ASIC3-activated key enzymes of de novo lipid synthesis supports lactate-driven EMT and the metastasis of colorectal cancer cells.

机构信息

Department of Pharmacology, Sichuan University West China School of Basic Medical Sciences & Forensic Medicine, Chengdu, 610041, China.

Department of Pharmacology, Hubei Minzu University Health Science Center, Enshi, 445000, China.

出版信息

Cell Commun Signal. 2024 Aug 2;22(1):388. doi: 10.1186/s12964-024-01762-z.
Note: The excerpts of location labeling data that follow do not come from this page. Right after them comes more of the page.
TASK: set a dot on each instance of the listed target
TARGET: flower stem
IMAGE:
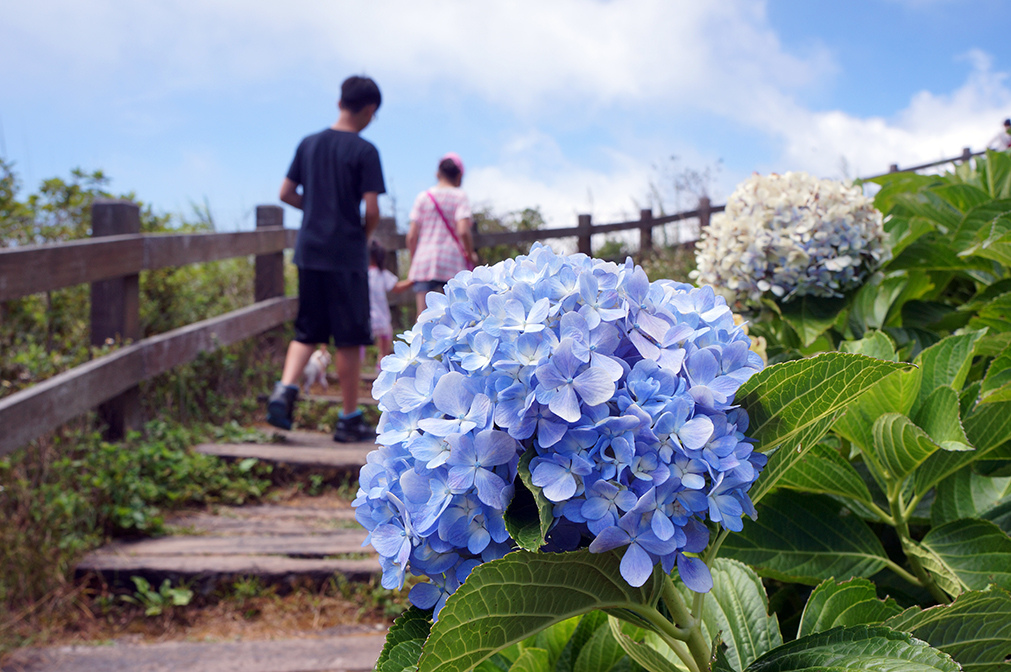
(686, 624)
(899, 514)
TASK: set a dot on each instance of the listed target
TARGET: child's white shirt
(380, 282)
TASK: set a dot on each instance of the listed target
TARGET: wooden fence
(113, 258)
(111, 262)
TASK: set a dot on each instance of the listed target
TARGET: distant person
(381, 281)
(440, 238)
(337, 170)
(1002, 140)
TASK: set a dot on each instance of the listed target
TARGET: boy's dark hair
(449, 169)
(357, 92)
(377, 255)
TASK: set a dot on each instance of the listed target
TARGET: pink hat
(455, 158)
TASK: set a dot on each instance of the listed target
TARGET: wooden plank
(171, 250)
(364, 397)
(349, 457)
(272, 520)
(183, 345)
(29, 413)
(215, 568)
(41, 268)
(353, 649)
(269, 279)
(295, 546)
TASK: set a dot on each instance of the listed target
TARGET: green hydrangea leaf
(852, 602)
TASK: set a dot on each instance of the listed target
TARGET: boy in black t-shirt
(337, 170)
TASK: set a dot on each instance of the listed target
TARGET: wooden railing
(582, 231)
(111, 262)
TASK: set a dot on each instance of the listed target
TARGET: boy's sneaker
(281, 404)
(353, 429)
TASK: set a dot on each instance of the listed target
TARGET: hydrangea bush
(789, 235)
(612, 395)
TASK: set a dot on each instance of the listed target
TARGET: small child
(380, 282)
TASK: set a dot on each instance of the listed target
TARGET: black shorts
(333, 303)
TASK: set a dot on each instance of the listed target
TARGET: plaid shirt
(438, 257)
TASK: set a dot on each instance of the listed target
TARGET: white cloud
(933, 126)
(525, 55)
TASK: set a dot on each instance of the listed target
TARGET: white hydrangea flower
(790, 235)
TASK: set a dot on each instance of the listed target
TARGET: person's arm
(463, 230)
(290, 195)
(371, 212)
(412, 235)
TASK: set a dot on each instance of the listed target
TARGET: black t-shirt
(335, 169)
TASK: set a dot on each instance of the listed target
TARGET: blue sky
(569, 105)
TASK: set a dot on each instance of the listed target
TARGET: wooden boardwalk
(279, 545)
(352, 650)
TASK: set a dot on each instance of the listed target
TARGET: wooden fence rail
(111, 262)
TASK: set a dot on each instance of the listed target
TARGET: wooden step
(266, 519)
(307, 542)
(205, 572)
(364, 398)
(326, 545)
(355, 649)
(304, 449)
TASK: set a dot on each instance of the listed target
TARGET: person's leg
(349, 371)
(295, 361)
(311, 326)
(351, 328)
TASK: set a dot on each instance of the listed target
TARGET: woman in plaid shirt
(440, 238)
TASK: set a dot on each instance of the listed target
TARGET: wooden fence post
(705, 209)
(269, 281)
(115, 311)
(584, 225)
(645, 233)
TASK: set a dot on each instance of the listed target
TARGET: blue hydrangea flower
(618, 389)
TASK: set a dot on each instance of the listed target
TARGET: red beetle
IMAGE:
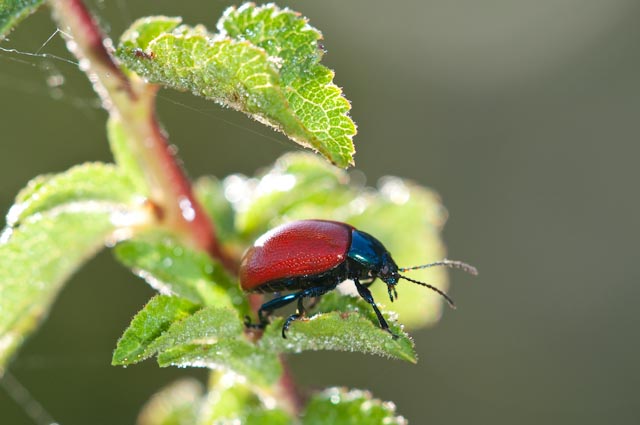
(313, 256)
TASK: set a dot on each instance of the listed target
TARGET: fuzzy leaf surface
(57, 222)
(342, 406)
(35, 261)
(213, 338)
(150, 323)
(87, 183)
(172, 268)
(340, 323)
(264, 61)
(242, 357)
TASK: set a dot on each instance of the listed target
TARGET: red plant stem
(133, 103)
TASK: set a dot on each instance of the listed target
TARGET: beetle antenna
(433, 288)
(447, 263)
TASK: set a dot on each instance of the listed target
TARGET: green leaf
(408, 220)
(242, 357)
(234, 400)
(37, 257)
(264, 61)
(296, 182)
(149, 324)
(404, 216)
(14, 11)
(87, 183)
(173, 268)
(176, 404)
(213, 338)
(206, 326)
(124, 155)
(341, 323)
(342, 406)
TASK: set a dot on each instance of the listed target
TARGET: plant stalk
(132, 101)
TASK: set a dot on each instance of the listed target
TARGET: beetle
(311, 257)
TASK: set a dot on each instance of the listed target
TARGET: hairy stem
(132, 101)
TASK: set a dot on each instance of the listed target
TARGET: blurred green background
(522, 115)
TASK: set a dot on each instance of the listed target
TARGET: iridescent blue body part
(312, 257)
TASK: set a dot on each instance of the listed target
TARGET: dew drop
(186, 208)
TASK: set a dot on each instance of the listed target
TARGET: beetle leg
(366, 295)
(298, 314)
(315, 292)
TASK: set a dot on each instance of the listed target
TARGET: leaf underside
(264, 61)
(56, 224)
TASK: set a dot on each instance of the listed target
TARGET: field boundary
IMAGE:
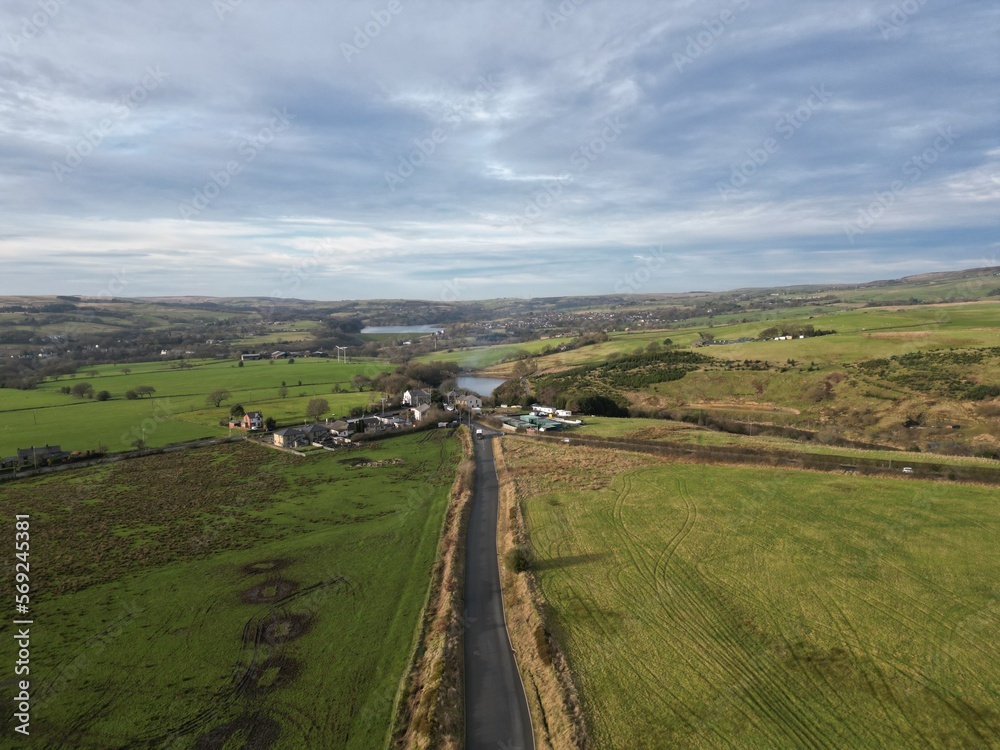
(115, 457)
(923, 469)
(552, 697)
(430, 712)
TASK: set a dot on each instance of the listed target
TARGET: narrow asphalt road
(496, 712)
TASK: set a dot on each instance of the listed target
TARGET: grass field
(229, 597)
(177, 410)
(690, 434)
(861, 334)
(488, 356)
(706, 606)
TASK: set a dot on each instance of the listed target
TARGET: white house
(469, 402)
(416, 397)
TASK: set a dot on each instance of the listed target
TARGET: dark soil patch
(269, 592)
(265, 566)
(271, 674)
(254, 731)
(277, 628)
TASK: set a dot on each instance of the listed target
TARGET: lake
(482, 386)
(402, 329)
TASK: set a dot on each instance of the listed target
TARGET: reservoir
(402, 329)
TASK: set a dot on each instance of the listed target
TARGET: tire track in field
(707, 660)
(709, 625)
(952, 702)
(636, 552)
(975, 644)
(824, 690)
(742, 658)
(854, 643)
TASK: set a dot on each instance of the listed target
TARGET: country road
(497, 715)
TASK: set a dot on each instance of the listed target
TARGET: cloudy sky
(446, 150)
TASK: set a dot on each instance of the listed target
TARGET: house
(253, 420)
(316, 433)
(40, 456)
(289, 437)
(416, 397)
(340, 428)
(471, 401)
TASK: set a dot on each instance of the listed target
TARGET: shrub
(520, 558)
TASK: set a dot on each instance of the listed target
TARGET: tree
(83, 390)
(216, 397)
(317, 408)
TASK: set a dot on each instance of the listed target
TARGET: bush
(520, 558)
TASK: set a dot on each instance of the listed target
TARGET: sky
(448, 151)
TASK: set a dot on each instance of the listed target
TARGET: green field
(229, 597)
(177, 411)
(488, 356)
(706, 606)
(690, 434)
(861, 334)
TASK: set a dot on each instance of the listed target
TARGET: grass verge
(432, 710)
(552, 698)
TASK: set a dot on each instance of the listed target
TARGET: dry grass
(905, 335)
(552, 697)
(431, 713)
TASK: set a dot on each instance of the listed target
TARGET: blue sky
(440, 150)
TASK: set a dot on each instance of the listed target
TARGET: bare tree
(216, 397)
(317, 408)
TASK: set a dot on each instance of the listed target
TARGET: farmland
(230, 597)
(861, 334)
(715, 606)
(177, 410)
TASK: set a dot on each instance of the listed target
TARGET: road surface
(496, 712)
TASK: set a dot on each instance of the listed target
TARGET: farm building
(416, 397)
(542, 424)
(340, 428)
(39, 456)
(469, 402)
(289, 437)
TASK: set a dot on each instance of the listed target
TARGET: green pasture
(861, 334)
(706, 606)
(488, 356)
(177, 411)
(229, 597)
(690, 434)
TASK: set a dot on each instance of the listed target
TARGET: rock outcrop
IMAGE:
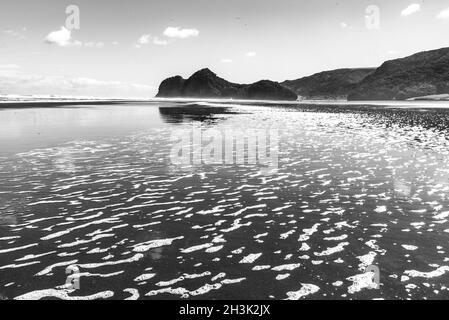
(206, 84)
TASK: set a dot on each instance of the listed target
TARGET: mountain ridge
(206, 84)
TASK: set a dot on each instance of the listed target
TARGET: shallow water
(94, 187)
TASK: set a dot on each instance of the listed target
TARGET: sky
(126, 48)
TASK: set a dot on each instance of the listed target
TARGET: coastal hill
(422, 74)
(334, 84)
(206, 84)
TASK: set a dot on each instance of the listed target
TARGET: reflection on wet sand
(193, 112)
(353, 189)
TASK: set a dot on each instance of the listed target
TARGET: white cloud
(97, 45)
(62, 38)
(15, 34)
(411, 9)
(25, 84)
(148, 38)
(9, 66)
(443, 14)
(145, 39)
(175, 32)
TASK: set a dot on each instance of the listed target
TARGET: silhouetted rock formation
(334, 84)
(206, 84)
(422, 74)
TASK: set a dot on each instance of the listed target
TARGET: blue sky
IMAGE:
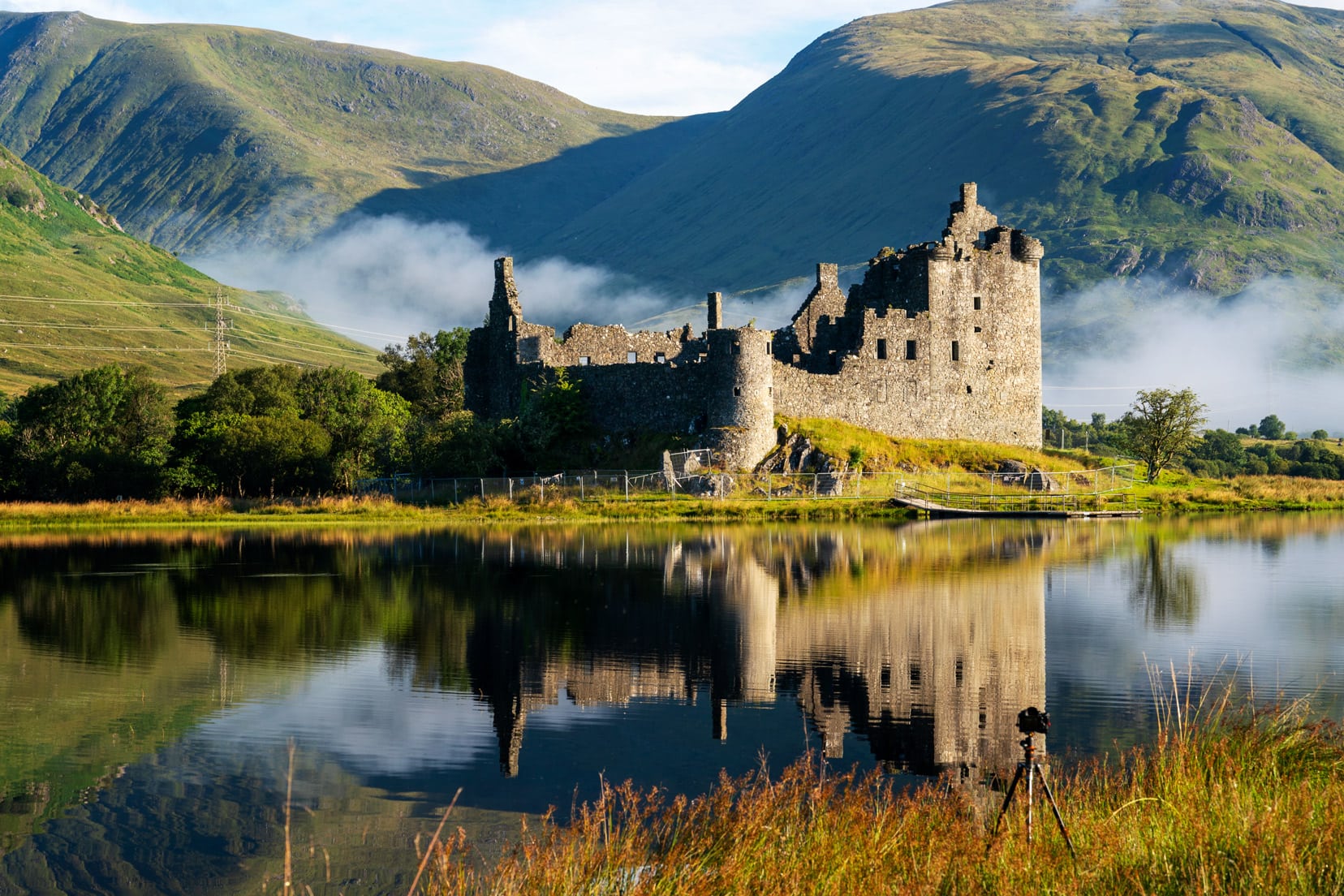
(637, 55)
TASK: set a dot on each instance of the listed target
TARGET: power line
(101, 330)
(104, 348)
(37, 299)
(296, 342)
(270, 358)
(309, 323)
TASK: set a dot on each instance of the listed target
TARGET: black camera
(1032, 722)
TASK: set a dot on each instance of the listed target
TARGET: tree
(1272, 428)
(1161, 424)
(100, 433)
(428, 373)
(367, 426)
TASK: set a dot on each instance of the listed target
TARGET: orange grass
(1223, 802)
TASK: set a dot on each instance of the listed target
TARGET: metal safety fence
(949, 488)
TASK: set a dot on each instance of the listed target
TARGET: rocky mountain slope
(1191, 141)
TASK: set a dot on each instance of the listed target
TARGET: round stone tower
(741, 395)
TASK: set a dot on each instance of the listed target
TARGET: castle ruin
(940, 340)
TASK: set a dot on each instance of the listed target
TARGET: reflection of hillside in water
(924, 640)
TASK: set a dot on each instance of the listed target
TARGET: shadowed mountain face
(1191, 140)
(205, 136)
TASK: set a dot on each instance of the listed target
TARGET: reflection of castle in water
(925, 640)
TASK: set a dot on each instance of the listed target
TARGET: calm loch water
(151, 684)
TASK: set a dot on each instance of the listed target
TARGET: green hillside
(203, 136)
(75, 292)
(1191, 141)
(1198, 140)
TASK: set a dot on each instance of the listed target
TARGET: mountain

DOI:10.1186/s12964-024-01762-z
PMID:39095886
原文链接:https://pmc.ncbi.nlm.nih.gov/articles/PMC11295509/
Abstract

Acidic microenvironments is a cancer progression driver, unclear core mechanism hinders the discovery of new diagnostic or therapeutic targets. ASIC3 is an extracellular proton sensor and acid-sensitive, but its role in acidic tumor microenvironment of colorectal cancer is not reported. Functional analysis data show that colorectal cancer cells respond to specific concentration of lactate to accelerate invasion and metastasis, and ASIC3 is the main actor in this process. Mechanism reveal de novo lipid synthesis is a regulatory process of ASIC3, down-regulated ASIC3 increases and interacts with ACC1 and SCD1, which are key enzymes in de novo lipid synthesis pathway, this interaction results in increased unsaturated fatty acids, which in turn induce EMT to promote metastasis, and overexpression of ASIC3 reduces acidic TME-enhanced colorectal cancer metastasis. Clinical samples of colorectal cancer also exhibit decreased ASIC3 expression, and low ASIC3 expression is associated with metastasis and stage of colorectal cancer. This study is the first to identify the role of the ASIC3-ACC1/SCD1 axis in acid-enhanced colorectal cancer metastasis. The expression pattern of ASIC3 in colorectal cancer differs significantly from that in other types of cancers, ASIC3 may serve as a novel and reliable marker for acidic microenvironmental in colorectal cancer, and potentially a therapeutic target.

摘要

酸性微环境是癌症进展的驱动因素,但其核心机制尚不清楚,这阻碍了新的诊断或治疗靶点的发现。ASIC3 是一种细胞外质子传感器和酸敏感离子通道,但它在结直肠癌细胞酸性肿瘤微环境中的作用尚未报道。功能分析数据表明,结直肠癌细胞对特定浓度的乳酸作出反应,从而加速侵袭和转移,而 ASIC3 是这一过程中的主要作用因子。机制揭示,从头合成脂质是 ASIC3 的一个调节过程,下调的 ASIC3 增加并与从头合成脂质途径中的关键酶 ACC1 和 SCD1 相互作用,这种相互作用导致不饱和脂肪酸增加,进而诱导 EMT 促进转移,而过表达 ASIC3 则降低酸性 TME 增强的结直肠癌细胞转移。结直肠癌细胞的临床样本也表现出 ASIC3 表达降低,而 ASIC3 表达低与结直肠癌的转移和分期相关。本研究首次确定了 ASIC3-ACC1/SCD1 轴在酸增强的结直肠癌细胞转移中的作用。ASIC3 在结直肠癌中的表达模式与其他类型癌症中的表达模式有显著差异,ASIC3 可能成为结直肠癌酸性微环境的新型可靠标志物,并可能成为治疗靶点。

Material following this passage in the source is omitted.